Q: If a surgeon performs a series of laparotomies where they leave the incision open at the end of the case, requiring a return to the OR for a repeat laparotomy, do I need to append modifier 52 to the laparotomy codes? For example, would I code CPT 49000.52 for the first operation where the abdomen was not closed, and then 49002.58.52 for the second surgery since the wound is already open at the beginning of the second procedure, and there is no incision to open the abdomen?

A: While omission of a core element of a procedure clearly requires use of modifier 52 (e.g., a partial colectomy without anastomosis or diversion through an ostomy would require modifier 52), modifier 52 application for omission of opening or closing the surgical incision alone is a gray area in my view.

On one hand, you could argue that the laparotomy service is reduced in staged laparotomies since opening and closing the abdomen is part of the RVUs valued into the codes, and the surgeon did not complete the typical work. However, when deciding whether to apply modifier 52, it is important to review all documentation and to weigh the definition and impact of modifier 52 on the claim to determine if what is described supports a reduced service modifier.

Medicare defines modifier 52 as appropriate for use in cases where the “the service performed was significantly less than usually required.” A link to a Modifier 52 fact sheet from one of the Medicare Administrative Contractors is included here to support that definition: https://www.novitas-solutions.com/webcenter/portal/MedicareJH/pagebyid?contentId=00144533. Based on this definition, insurance companies often reduce the typical reimbursement for a surgery by 50% when modifier 52 is applied, anticipating that “significant reduction” in typical work or intensity of the service.
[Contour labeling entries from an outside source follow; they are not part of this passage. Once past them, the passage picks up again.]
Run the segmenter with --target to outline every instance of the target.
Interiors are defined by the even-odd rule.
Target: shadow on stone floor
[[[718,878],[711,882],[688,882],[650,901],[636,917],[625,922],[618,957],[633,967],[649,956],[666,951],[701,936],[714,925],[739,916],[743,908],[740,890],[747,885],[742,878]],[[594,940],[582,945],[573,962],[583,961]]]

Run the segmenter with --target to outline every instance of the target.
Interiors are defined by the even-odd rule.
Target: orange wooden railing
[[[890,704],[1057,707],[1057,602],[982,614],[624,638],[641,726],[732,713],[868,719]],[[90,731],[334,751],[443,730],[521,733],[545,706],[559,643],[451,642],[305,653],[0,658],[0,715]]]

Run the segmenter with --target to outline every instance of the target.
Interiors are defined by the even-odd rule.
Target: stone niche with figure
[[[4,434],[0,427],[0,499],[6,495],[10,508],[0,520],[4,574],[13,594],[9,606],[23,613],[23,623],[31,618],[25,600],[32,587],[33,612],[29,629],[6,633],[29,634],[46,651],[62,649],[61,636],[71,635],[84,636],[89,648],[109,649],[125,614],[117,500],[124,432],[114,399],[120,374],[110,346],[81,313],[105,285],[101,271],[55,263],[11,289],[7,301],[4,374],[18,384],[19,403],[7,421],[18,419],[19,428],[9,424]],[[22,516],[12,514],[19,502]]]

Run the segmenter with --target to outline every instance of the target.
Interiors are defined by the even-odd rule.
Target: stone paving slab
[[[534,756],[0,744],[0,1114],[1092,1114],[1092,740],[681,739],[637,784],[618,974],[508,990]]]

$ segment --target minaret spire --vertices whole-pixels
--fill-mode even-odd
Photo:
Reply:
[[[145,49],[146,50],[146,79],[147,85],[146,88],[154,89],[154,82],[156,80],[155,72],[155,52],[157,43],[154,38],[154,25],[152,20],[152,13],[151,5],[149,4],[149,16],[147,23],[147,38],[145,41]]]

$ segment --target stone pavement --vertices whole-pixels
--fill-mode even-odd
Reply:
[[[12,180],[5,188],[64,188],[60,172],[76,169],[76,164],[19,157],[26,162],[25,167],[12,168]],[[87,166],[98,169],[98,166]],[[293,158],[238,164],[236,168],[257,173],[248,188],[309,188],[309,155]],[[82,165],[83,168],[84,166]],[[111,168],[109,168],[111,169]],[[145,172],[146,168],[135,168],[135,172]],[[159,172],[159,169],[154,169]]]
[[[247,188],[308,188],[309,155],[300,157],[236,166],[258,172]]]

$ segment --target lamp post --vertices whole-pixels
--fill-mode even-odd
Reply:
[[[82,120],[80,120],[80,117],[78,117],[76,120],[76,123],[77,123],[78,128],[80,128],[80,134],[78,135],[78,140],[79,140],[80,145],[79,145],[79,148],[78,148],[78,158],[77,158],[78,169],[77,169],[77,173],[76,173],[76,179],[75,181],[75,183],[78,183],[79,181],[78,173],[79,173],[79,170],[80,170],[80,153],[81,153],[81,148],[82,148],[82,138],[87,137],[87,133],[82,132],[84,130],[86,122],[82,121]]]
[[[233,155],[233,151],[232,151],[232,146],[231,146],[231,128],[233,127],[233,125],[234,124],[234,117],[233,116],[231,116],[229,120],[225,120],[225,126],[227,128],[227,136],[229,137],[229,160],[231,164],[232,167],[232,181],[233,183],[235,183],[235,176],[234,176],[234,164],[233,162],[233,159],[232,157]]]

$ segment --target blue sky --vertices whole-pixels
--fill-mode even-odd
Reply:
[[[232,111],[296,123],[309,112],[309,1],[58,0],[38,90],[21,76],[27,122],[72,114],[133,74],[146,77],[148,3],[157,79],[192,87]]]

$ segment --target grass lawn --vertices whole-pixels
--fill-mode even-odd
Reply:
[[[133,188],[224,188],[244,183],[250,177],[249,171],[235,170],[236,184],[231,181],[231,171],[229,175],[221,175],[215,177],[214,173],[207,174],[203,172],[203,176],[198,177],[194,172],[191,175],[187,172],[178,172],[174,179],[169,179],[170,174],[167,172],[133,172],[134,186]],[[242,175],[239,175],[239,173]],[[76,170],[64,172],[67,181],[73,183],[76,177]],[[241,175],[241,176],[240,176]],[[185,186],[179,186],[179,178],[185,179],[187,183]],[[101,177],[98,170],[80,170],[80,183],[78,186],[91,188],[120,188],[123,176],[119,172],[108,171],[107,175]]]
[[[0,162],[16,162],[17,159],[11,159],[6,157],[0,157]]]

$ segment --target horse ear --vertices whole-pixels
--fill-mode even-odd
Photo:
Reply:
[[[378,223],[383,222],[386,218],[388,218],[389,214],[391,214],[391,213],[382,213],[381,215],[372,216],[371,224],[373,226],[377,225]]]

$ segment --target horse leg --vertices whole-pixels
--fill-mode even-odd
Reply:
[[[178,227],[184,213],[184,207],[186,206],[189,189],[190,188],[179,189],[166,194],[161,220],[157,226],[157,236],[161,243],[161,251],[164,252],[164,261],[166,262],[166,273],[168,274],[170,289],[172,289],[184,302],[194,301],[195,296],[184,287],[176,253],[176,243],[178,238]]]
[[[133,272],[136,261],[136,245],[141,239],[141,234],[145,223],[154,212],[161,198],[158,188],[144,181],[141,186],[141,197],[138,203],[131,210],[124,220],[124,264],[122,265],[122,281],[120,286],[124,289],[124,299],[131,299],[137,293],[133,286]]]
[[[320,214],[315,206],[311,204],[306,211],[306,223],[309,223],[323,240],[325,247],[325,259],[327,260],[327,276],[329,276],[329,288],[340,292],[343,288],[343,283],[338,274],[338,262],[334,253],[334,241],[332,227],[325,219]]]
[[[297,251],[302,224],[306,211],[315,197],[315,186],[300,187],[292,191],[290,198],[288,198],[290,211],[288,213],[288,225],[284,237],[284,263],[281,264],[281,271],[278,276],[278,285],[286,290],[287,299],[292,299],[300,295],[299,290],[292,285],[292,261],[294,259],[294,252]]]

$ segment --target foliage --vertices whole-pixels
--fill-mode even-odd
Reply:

But does the serial laparotomy scenario meet this definition and warrant this kind of reduction? Not always, in my view.

In many cases where definitive, primary closure does not occur, the surgeon is typically closing the abdomen in some manner (e.g., applying temporary dressings or suturing the skin closed without closing all the underlying layers since they will reopen in a day or two when they return the patient to the OR). In these cases, I would argue that there is still surgical work that supports those RVUs for closure and the surgical work is “not significantly reduced.”

Additionally, I have seen cases where a surgeon leaves the patient open, resulting in serial laparotomies, where other aspects of the case could increase complexity. Examples may include extensive lysis of adhesions, an unstable trauma patient who needs a damage control operation now and definitive procedures later, or septic patients that are difficult to manage and stabilize during surgery. In these scenarios, you could almost argue a 22 modifier for increased complexity for some portions of the case. My perspective is that these portions that support increased complexity offset the portion that might warrant reduced services for not formally closing or opening the abdomen.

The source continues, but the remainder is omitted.